With the simple data we have scraped from indeed.com in the US, we can predict the outcome of a salary level in comparison to the national median for data science jobs with at best an accuracy of 72%. This is not bad going just by looking at the search index pages. We could further this by looking at many more features, from the job listing page itself and we would hope to improve our model. We could also have scraped other job listing sites, and used these reults here too, again hoping to improve our model. We might also decide to change our dependent variable (the outcome), here we have used wither side of the median, we could have decided to use the mean or broken down the salary into a range of outcomes.

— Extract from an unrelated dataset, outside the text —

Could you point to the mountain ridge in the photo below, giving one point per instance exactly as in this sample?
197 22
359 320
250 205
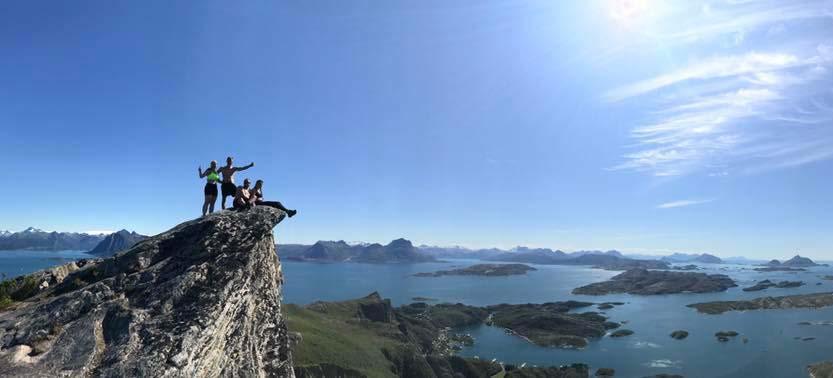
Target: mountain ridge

We have shown that with a little bit of data we can make many useful inferences and give ourself a good general understanding of a real world scenario. We can also make predictions with a greater accuracy than just guesswork, and examine the process for making these predictions. There will always be more data, and there will always be plenty of ways to disect and investigate what the data can tell us.

This was project 4, approximately half way through the Data Science Immersive course at General Assembly in London.